Hello we are currently having issue whereby our container is hanging forever when passing in an endpoint. I have seen similar stuff in old logs but wondered how we could get around this. For reference this is our docker file entrypoint:

`ARG base=artifactory.xxxxxx.com/prod-docker/base-image:latest FROM ${base}

RUN yum install -y \ rh-python36 \ rh-python36-python-pip \ && yum clean all

ENTRYPOINT ["/usr/bin/scl", "enable", "rh-python36", "--"] CMD ["python", "--version"]`

slurmuser commented 1 year ago

Since all it does is hang I'm not really sure how I can work around this issue.

flx42 commented 1 year ago

You mean entrypoint?

Entrypoints should be disabled by default: https://github.com/NVIDIA/pyxis/wiki/Setup#slurm-plugstack-configuration If you enabled them manually with execute_entrypoint=1, try removing it.

When it seems hang, you can also look at user processes with ps or top to check what is currently executing. Some entrypoints can take a very long time to execute.

slurmuser commented 1 year ago

Apologies I meant entrypoint yes thank you for the respone.

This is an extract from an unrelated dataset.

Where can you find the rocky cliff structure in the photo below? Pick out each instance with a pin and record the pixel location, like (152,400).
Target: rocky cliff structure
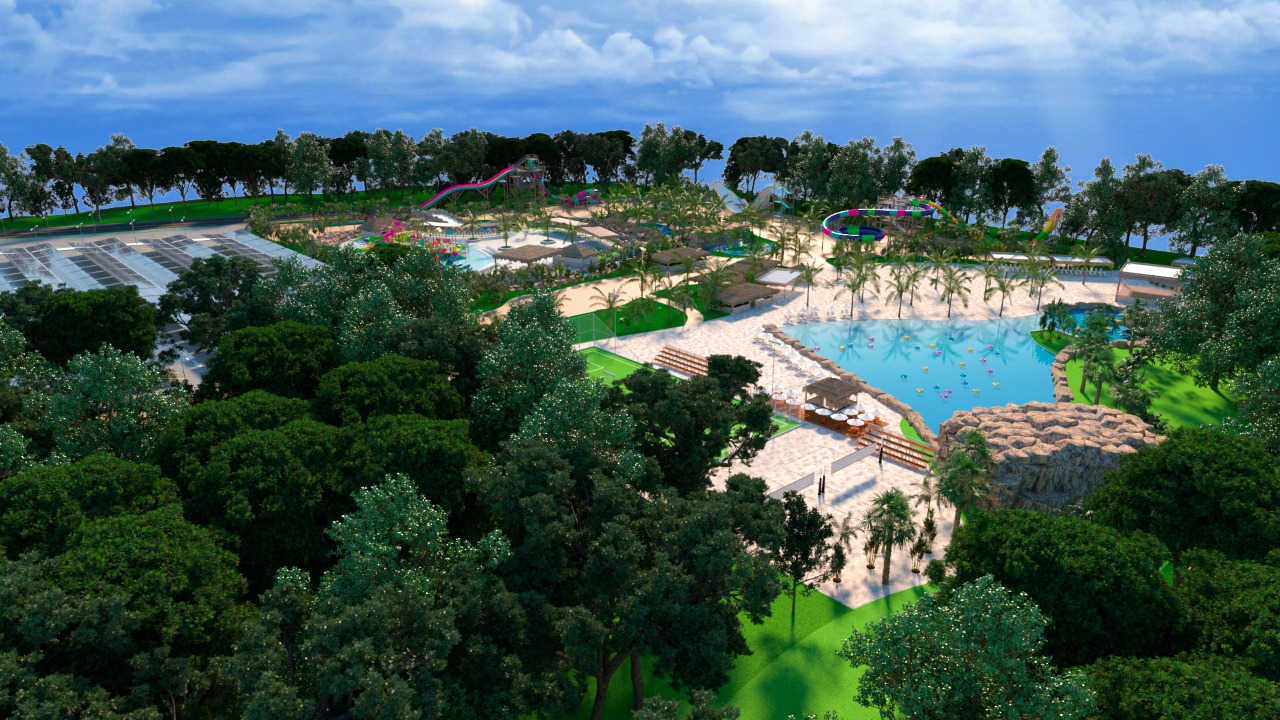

So we can load a container fine without the --container-entrypoint but passing in --container-entrypoint with or without execute_entrypoint set to 0/1 causes a hang. With regard to the top/ps I see the line:

bash /usr/bin/enroot import --output /run/pyxis/0/58463113.0.squashfs ......etc

but then nothing after a couple of mins. This seems to be in line with the time it takes to import without the --container-entrypoint flag so I'm guessing it is importing the container fine with the flag but for whatever reason can't execute the entrypoint code above.

The entrypoint above is just an example but being able to execute them within slurm is quite critical to our process so the fix of just blocking them isn't really ideal.

flx42 commented 1 year ago

There might be else going on here, an entrypoint should not cause a hang at the enroot import phase. It would delay the enroot start phase only. If there is an interference between the entrypoint and the import it would be a bug.

Can you check if squash file /run/pyxis/0/<JOBID>.<STEPID>.squashfs exists and if yes, can you check if it is growing? Do you have other processes running and still downloading the image? Look for tar, curl, zstd or enroot processes.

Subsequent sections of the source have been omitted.